Anyone knows whats the name of the new aquarium opening in woodlands area?
Heard that there will be exotic plants and fauna which are approved by AVA, not sure how true this is.

----------


## qngwn

Where will this new shop be located? Great to have more LFSs opening.  :Grin:

----------


## li_gangyi

Interested in this too, i"m staying in Woodlands and I'm forced to travel everytime I need something or want my Co2 tank topped up.

----------


## pinhole

Can't wait to go see those exotic plants

----------


## qngwn

Any news on what type of LFS? If it's aro or reef LFS then no exotic plants..

----------


## thebaldingaquarist

Camping here. My eyes are wide open...

----------


## Cactus

I saw that a new LFS opened at blk 166. 
Is that the one?

----------


## bernie

OC Aquraium @ blk 883 inside wet market. Sells Big & small fish like PB, pleco, goldfish, tetra, feeders, IT..

Green Emerald Aquaria @ blk 166 Woodlands near marsiling mrt. wide range of accessories & fuana.

----------


## Cacatuoides

I only know it is open by ex-employee of polyart

----------


## wongce

Went there just now... not bad for a new LFS

http://theplantedtankblog.blogspot.s...n-emerald.html

----------


## bernie

> I only know it is open by ex-employee of polyart


Stocks MIGHT be from Rainbow.

----------


## qngwn

> Went there just now... not bad for a new LFS
> 
> http://theplantedtankblog.blogspot.s...n-emerald.html


Interesting read, seems like got some planted tanks on display..

----------


## maxccy

Is the shop still around? Or anyother LFS around woodlands?

----------


## alg

> Is the shop still around? Or anyother LFS around woodlands?

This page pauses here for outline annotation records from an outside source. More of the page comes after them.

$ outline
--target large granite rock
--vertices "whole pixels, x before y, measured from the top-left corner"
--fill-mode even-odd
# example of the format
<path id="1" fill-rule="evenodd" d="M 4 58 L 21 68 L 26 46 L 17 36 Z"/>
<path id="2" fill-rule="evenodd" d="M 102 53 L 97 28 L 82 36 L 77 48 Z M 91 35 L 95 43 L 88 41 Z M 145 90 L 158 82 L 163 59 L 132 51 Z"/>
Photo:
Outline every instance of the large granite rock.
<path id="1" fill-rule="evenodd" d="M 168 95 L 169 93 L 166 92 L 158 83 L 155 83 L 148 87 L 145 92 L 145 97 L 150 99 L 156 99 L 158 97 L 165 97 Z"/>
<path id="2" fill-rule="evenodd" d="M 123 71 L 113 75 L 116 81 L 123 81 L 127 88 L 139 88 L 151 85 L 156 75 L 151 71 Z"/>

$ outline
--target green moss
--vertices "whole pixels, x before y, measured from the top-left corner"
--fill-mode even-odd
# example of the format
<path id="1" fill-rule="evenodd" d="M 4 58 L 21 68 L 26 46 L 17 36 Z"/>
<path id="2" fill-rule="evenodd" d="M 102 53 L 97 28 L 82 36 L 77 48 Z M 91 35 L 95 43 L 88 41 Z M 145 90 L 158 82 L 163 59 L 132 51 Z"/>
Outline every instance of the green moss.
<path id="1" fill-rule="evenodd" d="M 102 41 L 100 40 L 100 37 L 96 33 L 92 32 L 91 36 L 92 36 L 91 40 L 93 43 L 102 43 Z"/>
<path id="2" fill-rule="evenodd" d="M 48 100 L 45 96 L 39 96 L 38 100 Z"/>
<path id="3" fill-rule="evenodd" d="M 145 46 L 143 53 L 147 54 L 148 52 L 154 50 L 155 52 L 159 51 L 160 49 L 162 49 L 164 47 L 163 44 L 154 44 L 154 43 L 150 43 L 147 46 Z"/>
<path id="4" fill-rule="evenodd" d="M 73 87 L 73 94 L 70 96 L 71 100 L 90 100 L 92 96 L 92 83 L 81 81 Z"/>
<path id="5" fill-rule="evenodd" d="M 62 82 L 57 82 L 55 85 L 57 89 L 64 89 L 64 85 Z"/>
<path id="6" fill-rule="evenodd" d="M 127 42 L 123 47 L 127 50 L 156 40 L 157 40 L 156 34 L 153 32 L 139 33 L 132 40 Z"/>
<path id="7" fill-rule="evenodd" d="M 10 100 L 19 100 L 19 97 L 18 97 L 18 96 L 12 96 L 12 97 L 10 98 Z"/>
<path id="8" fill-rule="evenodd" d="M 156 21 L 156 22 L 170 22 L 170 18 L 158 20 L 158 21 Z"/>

No longer around. I still remember when the owner or new owner took back the shop, stationed a pinoy girl there who don't know anything about fish, told buyers to pay what they think is worth the price of the equipment or lifestocks on the last few days.

----------


## Trichopsis

:Sad:  Damn. When did it close? I went there a few times because it's the LFS closest to my workplace and along my daily commuting route.

----------


## popimac

Really shut for good? Gosh, their plants selection is pretty decent back then. Pity cause its near my place too.

----------


## Bangwalldie

So is green emerald really close down ?

----------


## alg

Apology. I have mistaken Green Emerald with Biotope which used to be at Blk 167 which also closed down. Not sure Green Emerald still around as they no longer update their website and social media.

----------


## Bangwalldie

I don't think it has closed down. Went there a few weeks ago. Is OC aquarium @blk883 still open ?

----------


## maxccy

OC aquarium is closed. Went over few weeks ago.

----------